1. It was a good day for a hikoi.
A day with big skies that rested like a cloak between me and the land. An expansive land of sloping river flats and dunes. I’ll admit I don’t like mystery tours so I armed my-self with a printout map and a highlighter. I do like signs and I quickly photographed this one on arrival to help me know where I was: Te Wheriko Church, a category 1 Historic Place. Jericho Church in English is a very small uniquely constructed neo-gothic structure, just a dot on this wide land.
Te Wheriko Church, a category 1 Historic Place
Mike Paki’s korero began. Stories of a strong Maori woman healer Mere Rikiriki and Ratana and his parents. Then my feet stopped and rested on the soil. I remembered my Nan Wright was healed by Ratana.
She had come to Aotearoa with her mother and sister on the steamship Tongariro full of hope along with a trunk I now have, still labelled Napier, Third Class, not wanted on voyage and a sewing machine which I also have. My Nan went into service doing house work and at one point suffered from severe housemaid’s knee. None of the old wives’ cures or those of the medical profession of the time could remedy it. In desperation, she wrote to Ratana asking for a healing. Although he had a secretary to answer the vast amount of mail he was receiving, he was known to sign every letter. It would have said this:
All things are possible with God. He has power to do with his hands that which He has promised with his mouth. Appeal to your Lord Jesus Christ with a real heart belief that He and He alone heal you of your ailment. Pray to Him in the name of the Father Son Holy Ghost and the Holy Angels with a sincere beautiful and reverent prayers so therefore repent that ye may receive His grant as I will also pray to Him to grant your request.

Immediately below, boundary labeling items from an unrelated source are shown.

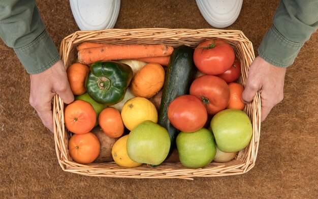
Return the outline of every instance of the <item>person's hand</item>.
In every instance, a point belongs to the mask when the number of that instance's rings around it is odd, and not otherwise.
[[[58,94],[67,104],[74,100],[64,64],[60,60],[40,73],[30,75],[30,104],[37,110],[43,124],[53,132],[53,97]]]
[[[250,103],[259,91],[262,104],[262,122],[272,108],[283,98],[285,68],[273,66],[260,56],[257,57],[250,65],[242,99]]]

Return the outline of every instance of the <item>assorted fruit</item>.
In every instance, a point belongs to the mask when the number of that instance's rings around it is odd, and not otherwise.
[[[249,144],[240,62],[226,41],[77,49],[79,63],[67,70],[75,100],[63,118],[75,161],[197,168],[230,161]]]

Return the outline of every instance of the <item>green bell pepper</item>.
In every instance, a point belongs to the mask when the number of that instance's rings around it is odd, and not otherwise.
[[[99,62],[90,66],[85,80],[87,93],[96,102],[108,106],[122,100],[133,78],[133,70],[118,62]]]

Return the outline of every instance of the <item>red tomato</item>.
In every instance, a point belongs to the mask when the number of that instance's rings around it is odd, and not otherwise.
[[[225,71],[224,73],[217,76],[224,79],[227,83],[229,83],[236,81],[240,75],[241,62],[236,57],[234,63],[232,65],[231,68],[230,68],[230,69]]]
[[[203,127],[208,119],[208,114],[198,98],[183,95],[170,103],[168,107],[168,118],[176,129],[192,132]]]
[[[209,40],[197,47],[193,59],[199,70],[208,75],[216,75],[231,67],[235,56],[233,48],[226,41]]]
[[[230,88],[220,78],[205,75],[193,81],[190,86],[190,95],[200,100],[206,108],[208,114],[215,115],[228,106]]]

Sanction His name and sing His praise for ever and ever Amen.
As my feet rested on this land and the beautiful sky billowed beyond the horizons, I remembered that this was a story she told.
Nan’s trunk always lived beside her bed and I sat on it to take this photograph. It was my birthday and she always pick violets for me.
2. The cloak of morning cloud had lifted.
Standing high overlooking the Whangaehu I felt I was almost home. Not because it was near the end of the day but because through the dramatic descriptions of the inter-iwi rivalry I heard a familiar name. Te Kooti had visited Kauangaroa.
I know Te Kooti. My Great Nanny and the rest of the children were hidden under the eiderdown each time Te Kooti announced his arrival and rode through the streets of Wairoa. The shot gun under the bed and the absolute fear was real. Te Kooti is an unfolding narrative I continue to inquire about.
Te Kooti was highly intelligent, visionary and smart. He knew that communities that worked together grew in strength and identity. For Maori, Te Kooti knew this had to happen fast taking advantage of the best of tradition and innovation. And so he inspired a huge number of building projects. The tapu of not finishing or copying someone else’s art was lifted, quick shallow carving, multi-coloured figurative painted whakairo was introduced. The master carver would outline for even children to paint; all under the cloak of his Christian Ringatu Church.
The Taihape meeting house with its gorgeous sunflower is a Te Kooti Whare Tipuna. One of the most famous whare made for Te Kooti is Rongopai near Gisborne. Rongopai means good news; the Gospel.
And as we learned, so was Kimihia Te Ora, the wharepuni at Nga Wairiki’s Kauangaroa Marae.
As Dr. Mike Paki cited: to Kimihia Te Kooti said:
“I open you as a shelter for the birds of the air that they may enter and bathe in the warmth of the peace of God. What does it matter that you are few; embrace what you have and others will follow”
3. Nuku Tewhatewha
To begin with, I would like to introduce you to Nuku Tewhatewha, a discovery I made in 2 years ago on our senior Art Trip to the Wellington. It is a beautiful pataka whakairo or carved storehouse.
Built in 1856 for Te Atiawa, Ngati Ruanui and Taranaki iwi, it is now at the Dowse Gallery. Interestingly, this pataka, was not for food but represented wisdom and if anything was to be stored there, it would be the taonga of the chiefs such as feathered cloaks. It was part of the Kingitanga Movement that was born at Pukawa alongside Grace’s Mission Station. You will notice the praying hands of the Tekoteko at the top of the Pataka.
Today I think of Nuku Tewhatewha as a metaphorical storehouse
What wisdom would you place in a pataka such as this?
What stories should be kept, retold and become the source of future curiosity and inquiry?